The approximation will require fewer numbers than the original matrix if
\(n\times r + r + d \times r < n \times
d\).
For example, for \(n = 147\) and \(d = 104\), \(r < 60.666\). Therefore, \(r\) will need to be smaller than 60 for the approximation to require fewer numbers to be stored.
Below, I calculated the singular value decomposition of
bb
and plot the corresponding values of \(\lambda_i / \lambda_1\) versus \(i\).
source("bb.R")
bb <- matrix(scan("bbdata.R",sep=","),
nrow=147,ncol=104,byrow=TRUE)
svd_values <- svd(bb)
singular_values <- svd_values$d
# Normalizing by the first singular value
normalized_singular_values <- singular_values / singular_values[1]
# Plotting
plot(normalized_singular_values, type = "b", xlab = "i", ylab = expression(lambda[i] / lambda[1]),
main = "Normalized Singular Values")
Based on this plot, I would guess a value of 15 might be to provide an adequate approximation as the marginal benefit of further increasing the dimension is low.
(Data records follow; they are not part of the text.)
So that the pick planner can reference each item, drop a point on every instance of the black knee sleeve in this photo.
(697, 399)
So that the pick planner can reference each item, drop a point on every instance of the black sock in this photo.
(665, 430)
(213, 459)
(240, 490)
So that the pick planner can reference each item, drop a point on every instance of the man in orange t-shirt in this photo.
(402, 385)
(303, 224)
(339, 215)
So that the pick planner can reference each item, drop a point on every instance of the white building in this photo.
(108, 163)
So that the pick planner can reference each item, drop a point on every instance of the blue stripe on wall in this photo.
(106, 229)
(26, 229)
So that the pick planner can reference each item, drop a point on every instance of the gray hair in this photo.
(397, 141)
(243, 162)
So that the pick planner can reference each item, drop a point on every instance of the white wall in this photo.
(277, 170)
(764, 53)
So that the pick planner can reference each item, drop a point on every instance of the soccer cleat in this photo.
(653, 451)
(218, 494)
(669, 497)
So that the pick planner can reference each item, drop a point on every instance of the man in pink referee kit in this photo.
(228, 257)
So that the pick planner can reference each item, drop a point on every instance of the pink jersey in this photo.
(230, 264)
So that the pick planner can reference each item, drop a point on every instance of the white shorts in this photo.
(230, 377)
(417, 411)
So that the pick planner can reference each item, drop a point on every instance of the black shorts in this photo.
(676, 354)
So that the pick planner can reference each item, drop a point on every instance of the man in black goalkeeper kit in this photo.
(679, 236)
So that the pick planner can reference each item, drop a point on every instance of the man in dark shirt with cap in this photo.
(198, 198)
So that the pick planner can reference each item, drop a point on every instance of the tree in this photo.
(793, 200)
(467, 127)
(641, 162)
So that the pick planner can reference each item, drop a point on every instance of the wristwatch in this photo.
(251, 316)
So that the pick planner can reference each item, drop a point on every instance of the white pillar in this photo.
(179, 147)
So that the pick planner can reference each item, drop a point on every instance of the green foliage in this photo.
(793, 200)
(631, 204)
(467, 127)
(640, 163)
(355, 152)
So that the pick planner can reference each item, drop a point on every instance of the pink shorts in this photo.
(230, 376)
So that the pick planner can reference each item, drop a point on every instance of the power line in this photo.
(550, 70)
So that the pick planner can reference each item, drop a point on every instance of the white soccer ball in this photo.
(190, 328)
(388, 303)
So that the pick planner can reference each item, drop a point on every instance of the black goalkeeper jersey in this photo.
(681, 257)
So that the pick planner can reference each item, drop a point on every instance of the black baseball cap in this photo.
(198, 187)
Suppose that an approximation, newbb
, (or \(\widehat{\mathbf{X}}\)), of bb
(or \(\mathbf{X}\)) is constructed
based on dim
(or \(r\))
dimensions.
Below, I produced five such approximations (for \(r=5, 10, 15, 20, 40\)) and display them in a single plot, along with the picture of the original matrix.
par(mfrow = c(2, 3))
breaks <- seq(0,256,1)
cols <- heat.colors(256,alpha=0.75)
col_areas(bb, breaks, cols, main = "Original Matrix")
plot_approximation <- function(r) {
U_r <- svd_values$u[, 1:r]
D_r <- diag(svd_values$d[1:r])
V_r <- svd_values$v[, 1:r]
newbb <- U_r %*% D_r %*% t(V_r)
col_areas(newbb, breaks, cols, main = paste("Number of dimensions=", r))
}
for (r in c(5, 10, 15, 20, 40)) {
plot_approximation(r)
}
I would choose r = 15 as it is able to reconstruct all the finer
structures such as the eyes using the least amount of space.
Original space: \(147 \times 104 =
15288\). Approximation space: \(147
\times 15 + 15 + 104 \times 15 = 3780\).
Therefore, the space saved by choosing r = 15 is \(15288 - 3780 = 11508\).